On sait également aujourd'hui que, malgré le déficit de plus de 800 millions d'euros essuyé l'an dernier, British Energy n'en a pas moins versé 80 millions d'euros de dividendes à ses actionnaires en mars dernier. Le montant exorbitant de son endettement (on l'estime à plus de deux milliards d'euros) correspond en gros à celui des acquisitions extravagantes que British Energy a faites en Amérique du Nord ces dernières années. Il est vrai que, dans ce domaine, British Energy a agi comme toutes les entreprises énergétiques du pays qui se retrouvent aujourd'hui avec une masse considérable de dettes et des filiales américaines dont la valeur s'est considérablement dépréciée et qui ne leur rapportent pas grand-chose.
Enfin, et c'est sans doute le plus grave, on a appris à l'occasion des derniers événements que le fonds dit de " décommissionnement " confié à la gestion de British Energy, fonds qui doit servir à couvrir les frais de mise hors service de ses centrales entre 2010 et 2015, dépassait à peine les 600 millions d'euros. Alors que les frais en question sont estimés à plus de 8 milliards d'euros ! Ce qui a conduit un certain nombre de commentateurs à se demander si British Energy ne s'était pas tout simplement servi dans la caisse.
Pour leur part, les dirigeants de British Energy se gardent bien d'apporter des réponses à de telles questions. Ils se contentent d'accuser le faible niveau du prix de gros de l'électricité, le coût " exorbitant " du recyclage des déchets radio-actifs. Ils poussent même le culot jusqu'à dénoncer l'" irresponsabilité " du gouvernement qui leur impose ce recyclage, alors que leurs concurrents américains vont réduire leurs coûts de production grâce à Bush qui leur a donné l'autorisation de transformer tout un massif montagneux en dépotoir nucléaire !
En 1996, lors de la privatisation de British Energy, Blair avait lui-même dénoncé le danger de laisser le nucléaire aux mains d'actionnaires dont le seul motif était la recherche du profit. On aurait donc pu s'attendre à ce qu'il profite de l'occasion pour ramener British Energy dans le secteur public. D'autant que le crédit qu'il vient de lui consentir représente à peu près l'équivalent de la valeur boursière de l'entreprise, du fait de la chute brutale du cours de ses actions depuis le mois de mai dernier.

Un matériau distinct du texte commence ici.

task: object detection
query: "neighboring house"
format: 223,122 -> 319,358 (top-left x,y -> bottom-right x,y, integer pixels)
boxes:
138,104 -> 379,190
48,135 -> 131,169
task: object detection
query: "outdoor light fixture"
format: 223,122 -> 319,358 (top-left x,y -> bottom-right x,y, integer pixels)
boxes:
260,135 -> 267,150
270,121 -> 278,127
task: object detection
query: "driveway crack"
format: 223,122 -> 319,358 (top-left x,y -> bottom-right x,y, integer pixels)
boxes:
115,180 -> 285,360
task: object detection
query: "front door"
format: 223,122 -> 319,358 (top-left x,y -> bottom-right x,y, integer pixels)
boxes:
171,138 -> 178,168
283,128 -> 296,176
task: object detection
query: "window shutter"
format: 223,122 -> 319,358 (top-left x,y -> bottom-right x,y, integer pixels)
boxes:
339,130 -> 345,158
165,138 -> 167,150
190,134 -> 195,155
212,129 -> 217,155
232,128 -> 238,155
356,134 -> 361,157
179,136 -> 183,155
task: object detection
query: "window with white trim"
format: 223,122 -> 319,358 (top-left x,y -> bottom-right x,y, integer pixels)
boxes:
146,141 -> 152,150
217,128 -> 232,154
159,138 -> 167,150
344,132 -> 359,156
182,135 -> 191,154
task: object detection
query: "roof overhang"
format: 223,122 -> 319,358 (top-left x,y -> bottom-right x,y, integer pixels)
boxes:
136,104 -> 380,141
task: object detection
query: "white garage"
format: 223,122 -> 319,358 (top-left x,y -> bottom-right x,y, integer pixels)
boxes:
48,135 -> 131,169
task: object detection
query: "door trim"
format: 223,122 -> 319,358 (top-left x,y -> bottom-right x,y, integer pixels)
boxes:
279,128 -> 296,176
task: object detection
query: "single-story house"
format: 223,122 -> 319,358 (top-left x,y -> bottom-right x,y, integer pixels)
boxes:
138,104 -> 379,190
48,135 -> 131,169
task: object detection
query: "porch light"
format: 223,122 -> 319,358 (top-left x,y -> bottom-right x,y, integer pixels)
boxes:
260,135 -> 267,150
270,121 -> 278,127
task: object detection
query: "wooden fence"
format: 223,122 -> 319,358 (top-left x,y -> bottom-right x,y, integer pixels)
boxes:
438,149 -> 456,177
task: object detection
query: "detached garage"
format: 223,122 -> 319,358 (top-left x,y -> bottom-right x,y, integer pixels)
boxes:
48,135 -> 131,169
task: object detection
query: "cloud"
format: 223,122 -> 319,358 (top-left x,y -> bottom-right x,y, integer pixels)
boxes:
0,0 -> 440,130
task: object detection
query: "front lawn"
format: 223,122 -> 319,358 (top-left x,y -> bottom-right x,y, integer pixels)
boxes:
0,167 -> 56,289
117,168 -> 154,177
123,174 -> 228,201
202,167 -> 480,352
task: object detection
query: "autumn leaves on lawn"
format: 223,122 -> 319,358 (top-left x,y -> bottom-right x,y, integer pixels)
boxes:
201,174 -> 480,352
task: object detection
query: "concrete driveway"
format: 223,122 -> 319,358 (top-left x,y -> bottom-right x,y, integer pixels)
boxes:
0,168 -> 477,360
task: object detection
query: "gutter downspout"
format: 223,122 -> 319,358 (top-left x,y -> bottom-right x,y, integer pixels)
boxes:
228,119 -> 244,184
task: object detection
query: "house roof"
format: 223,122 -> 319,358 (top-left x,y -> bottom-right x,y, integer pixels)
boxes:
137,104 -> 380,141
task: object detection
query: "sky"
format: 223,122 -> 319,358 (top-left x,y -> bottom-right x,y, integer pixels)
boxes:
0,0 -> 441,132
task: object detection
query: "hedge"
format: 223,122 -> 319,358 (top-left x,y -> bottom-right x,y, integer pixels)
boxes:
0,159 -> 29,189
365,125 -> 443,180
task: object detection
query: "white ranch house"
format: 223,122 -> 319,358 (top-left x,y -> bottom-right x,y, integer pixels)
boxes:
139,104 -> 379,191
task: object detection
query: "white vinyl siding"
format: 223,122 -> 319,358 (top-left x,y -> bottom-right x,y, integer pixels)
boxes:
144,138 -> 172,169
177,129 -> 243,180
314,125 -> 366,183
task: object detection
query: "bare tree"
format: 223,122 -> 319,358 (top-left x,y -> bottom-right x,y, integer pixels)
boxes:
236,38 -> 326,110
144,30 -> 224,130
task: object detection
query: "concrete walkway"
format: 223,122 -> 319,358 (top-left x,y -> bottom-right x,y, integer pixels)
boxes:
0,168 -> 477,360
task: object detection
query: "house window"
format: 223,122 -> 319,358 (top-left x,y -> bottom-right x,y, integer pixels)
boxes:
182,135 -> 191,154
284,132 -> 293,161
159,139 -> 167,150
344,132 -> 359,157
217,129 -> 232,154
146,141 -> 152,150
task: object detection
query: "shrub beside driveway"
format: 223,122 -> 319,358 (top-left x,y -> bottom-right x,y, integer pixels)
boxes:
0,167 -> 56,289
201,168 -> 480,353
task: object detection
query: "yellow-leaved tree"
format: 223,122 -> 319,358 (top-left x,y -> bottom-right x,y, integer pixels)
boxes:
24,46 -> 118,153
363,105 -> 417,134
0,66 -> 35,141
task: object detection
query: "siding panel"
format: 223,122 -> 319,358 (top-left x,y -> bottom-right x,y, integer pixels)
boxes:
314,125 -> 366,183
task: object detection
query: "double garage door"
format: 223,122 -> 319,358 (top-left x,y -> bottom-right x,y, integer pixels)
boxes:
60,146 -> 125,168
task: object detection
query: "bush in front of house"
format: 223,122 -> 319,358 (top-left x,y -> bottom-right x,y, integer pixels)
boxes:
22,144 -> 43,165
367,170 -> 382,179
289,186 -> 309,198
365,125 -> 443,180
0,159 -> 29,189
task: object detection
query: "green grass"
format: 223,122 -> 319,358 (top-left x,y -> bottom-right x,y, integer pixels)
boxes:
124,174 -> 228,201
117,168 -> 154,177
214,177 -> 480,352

Mais nous ne sommes plus en 1996 et Blair n'est plus sur les bancs de l'opposition. Il n'est plus question pour lui de mettre en cause le droit des capitalistes de faire des profits aux dépens de la sécurité de la population. Non seulement il n'a assorti son opération de sauvetage d'aucune condition, mais il l'a même agrémentée d'une énorme réduction d'impôt. Ainsi les contribuables vont-ils financer le renflouement des requins du nucléaire, mais du même coup aussi augmenter les risques que l'avidité de ces requins leur font courir.